Why Kodály, Poulenc and Janáček? These are three European composers with utterly distinctive individual voices, but linked by their continued use of tonality (at times when tonality was becoming less fashionable!). I wanted to record Kodály’s Missa Brevis for release in his 50th anniversary year, contrasting it with Poulenc’s Mass, written only a few years earlier. Kodály and Janáček form a natural pairing; they both fell under the spell of folk music, shared a passion for music education, and had the desire to create new musical languages emancipated from the grip of the Austro-Germanic tradition. As it happens, both the Janáček and Kodály works were first heard with harmonium rather than organ, though we employ the latter on this recording.

The disc’s title, KYRIE – ‘Lord’, links the opening word of the Mass with the Lord’s Prayer. Another title I considered was ‘Chléb’; I have already mentioned the significance in Otče náš of this Old Church Slavonic word, ‘Bread.’ The broken bread of Communion on our cover image brings to mind not only the central moment of the Eucharist, but also Kodály’s subtitle ‘Mass in time of War’, provoking thoughts of a broken world. The sound of the initial consonant of KYRIE seems to me to evoke a sense of fracture. Poulenc’s Mass in G was also influenced by a sense of loss and brokenness, after an acquaintance of his was killed in a horrific car crash. This fellow composer who died was not a friend, but—even worse—it was someone with whom Poulenc had fallen out.
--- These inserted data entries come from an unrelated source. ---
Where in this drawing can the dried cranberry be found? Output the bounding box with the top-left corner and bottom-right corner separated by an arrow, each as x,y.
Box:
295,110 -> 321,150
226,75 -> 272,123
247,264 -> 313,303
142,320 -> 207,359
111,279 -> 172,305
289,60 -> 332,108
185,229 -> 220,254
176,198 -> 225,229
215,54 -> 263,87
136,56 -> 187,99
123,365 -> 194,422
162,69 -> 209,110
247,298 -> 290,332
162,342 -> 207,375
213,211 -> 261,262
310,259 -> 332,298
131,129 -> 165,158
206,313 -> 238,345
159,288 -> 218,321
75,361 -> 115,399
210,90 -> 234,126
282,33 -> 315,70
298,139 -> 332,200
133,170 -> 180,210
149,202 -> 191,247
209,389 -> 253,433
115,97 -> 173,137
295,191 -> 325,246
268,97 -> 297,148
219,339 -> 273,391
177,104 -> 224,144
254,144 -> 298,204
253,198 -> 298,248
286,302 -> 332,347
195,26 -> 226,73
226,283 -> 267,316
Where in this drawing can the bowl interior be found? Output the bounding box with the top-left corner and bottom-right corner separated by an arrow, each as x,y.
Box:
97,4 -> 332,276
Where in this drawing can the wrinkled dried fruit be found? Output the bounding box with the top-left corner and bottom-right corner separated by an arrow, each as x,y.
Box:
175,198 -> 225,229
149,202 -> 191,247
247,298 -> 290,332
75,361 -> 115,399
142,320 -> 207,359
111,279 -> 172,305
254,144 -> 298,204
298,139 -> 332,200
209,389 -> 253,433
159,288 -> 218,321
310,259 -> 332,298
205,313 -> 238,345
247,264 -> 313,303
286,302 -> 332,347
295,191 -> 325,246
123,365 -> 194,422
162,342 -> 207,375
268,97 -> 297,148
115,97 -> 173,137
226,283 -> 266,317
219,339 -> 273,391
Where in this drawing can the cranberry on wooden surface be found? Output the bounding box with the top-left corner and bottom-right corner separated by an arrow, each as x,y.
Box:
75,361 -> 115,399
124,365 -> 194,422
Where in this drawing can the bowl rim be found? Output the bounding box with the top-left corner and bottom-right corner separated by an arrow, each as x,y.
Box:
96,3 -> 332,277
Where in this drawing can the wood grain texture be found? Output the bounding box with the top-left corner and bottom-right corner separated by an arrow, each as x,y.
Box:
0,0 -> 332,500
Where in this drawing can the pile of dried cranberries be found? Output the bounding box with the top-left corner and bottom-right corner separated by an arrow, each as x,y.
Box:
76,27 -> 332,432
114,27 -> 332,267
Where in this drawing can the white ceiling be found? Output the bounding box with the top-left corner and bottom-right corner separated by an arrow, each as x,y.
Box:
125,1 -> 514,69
Kodály’s Missa Brevis belies its title by being symphonic in range and scale. To give but one example: delicate second-inversion chords (i.e. without the conventional bass note) give a heavenly sense of weightlessness in the Hosannas and Christe eleison. By contrast, the preceding, cowering Kyrie eleison is intensely human. Walter Susskind wrote of Janáček that ‘he was the synthesis of an awesome temperament and tender dreamfulness, of stormy energy and gentle sensibility.’ Poulenc was also full of contrasts. His great collaborator, Pierre Bernac, wrote of the need for a great variety of colours in singing Poulenc’s songs—‘light, clear, transparent, suspended or very dark, warm, rich, weighty.’ In addition, Poulenc seems to me to call for an orchestral palette of textures in the Mass—shimmering muted strings, dry Stravinskian astringency, dancing woodwind in the Sanctus, sometimes great clarity, at other times much use of a piano’s sustaining pedal. We have made an attempt to evoke that ever-changing soundscape. Passages such as ‘Domine Deus’ in the Gloria call to mind the words of the great French poet and philosopher Paul Valéry, much admired by Poulenc: ‘He who would write his dream must be completely awake.’ Such dreams are what enable music to open a window into the world beyond. Dona nobis pacem.